Vinas-Rios JM1* and Medina-Govea FA2
1Clinic Epidemiology, SanaKlinikum Offenbach, Germany
2Clinic Epidemiology, Universidad Autonoma de San Luis Potosi, Mexico
Background: Lumbar fusion surgery and multiple operative segments are interdependent risk factors for postoperative Sacroiliac Joint (SIJ) pain. For patients with chronic low back pain originating from the SIJ, minimally invasive SIJ-fusion with triangular titanium implants is a management option for relieving pain. The aim of our study is to analyze the complications, comorbidities and overall result of pain in patients undergoing sacroiliac joint fusion. Material and
Methods: With a percutaneous minimal invasive technique were treated 30 patients over a 2 years period, 22 women and 8 men with a mean age of 45 years (range 25 to 86).

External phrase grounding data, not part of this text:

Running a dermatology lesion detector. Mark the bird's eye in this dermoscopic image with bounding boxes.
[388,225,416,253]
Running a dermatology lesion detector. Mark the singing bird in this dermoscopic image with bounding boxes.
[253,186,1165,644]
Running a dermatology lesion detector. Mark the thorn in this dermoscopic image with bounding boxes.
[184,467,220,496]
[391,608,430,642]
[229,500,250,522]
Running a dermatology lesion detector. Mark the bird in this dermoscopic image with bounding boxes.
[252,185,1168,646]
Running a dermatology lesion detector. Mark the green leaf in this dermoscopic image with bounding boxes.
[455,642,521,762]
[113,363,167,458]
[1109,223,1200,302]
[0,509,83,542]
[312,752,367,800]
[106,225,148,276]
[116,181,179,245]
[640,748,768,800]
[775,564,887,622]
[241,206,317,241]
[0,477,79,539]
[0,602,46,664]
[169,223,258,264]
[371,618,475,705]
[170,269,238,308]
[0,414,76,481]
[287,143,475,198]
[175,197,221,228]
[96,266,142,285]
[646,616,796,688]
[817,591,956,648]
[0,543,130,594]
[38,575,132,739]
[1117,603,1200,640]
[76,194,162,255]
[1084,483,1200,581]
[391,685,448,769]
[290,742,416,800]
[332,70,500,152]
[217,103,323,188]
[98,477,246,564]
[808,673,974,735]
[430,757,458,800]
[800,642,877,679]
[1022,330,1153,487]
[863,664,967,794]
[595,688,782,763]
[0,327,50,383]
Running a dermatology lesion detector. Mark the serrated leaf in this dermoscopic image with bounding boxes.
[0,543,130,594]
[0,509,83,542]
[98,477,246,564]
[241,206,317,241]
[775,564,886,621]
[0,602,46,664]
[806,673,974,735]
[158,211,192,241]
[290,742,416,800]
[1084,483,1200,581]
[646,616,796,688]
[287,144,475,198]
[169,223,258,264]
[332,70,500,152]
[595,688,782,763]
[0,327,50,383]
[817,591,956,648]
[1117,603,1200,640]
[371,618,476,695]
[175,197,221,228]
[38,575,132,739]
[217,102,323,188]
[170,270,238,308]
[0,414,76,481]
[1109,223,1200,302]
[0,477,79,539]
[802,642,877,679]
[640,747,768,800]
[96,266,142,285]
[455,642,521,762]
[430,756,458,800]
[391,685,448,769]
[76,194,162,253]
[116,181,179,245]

Results: The VAS pre- and postoperatively showed for pain a p-value = 0.045, with 95% CI (0.237, 0.542) revealing a statistically significant systematic improvement in pelvic pain. At follow-up 18 patients reported a higher quality of life and those they were sleeping better than pre-operatively. One patient had a haematoma that required evacuation, one patient developed a paralytic Ileus which improved under conservative management after 3 days and one patient had a superficial abscess related to the closure stitches.
Conclusion: The SI-Joint fusion is a minimal invasive procedure that helps in the treatment of hypermobility or arthrosis in the SI-Joint. However it is of great importance to carefully select the patients before performing this procedure.
Sacroiliac joint fusion; Minimal invasive; Pain relief
Vinas-Rios JM, Medina-Govea FA. Analysis of 2 Years of Sacroiliacal Joint Fusions, Does the Patient Selection Matter? Neurol Disord Stroke Int. 2018; 1(1): 1005.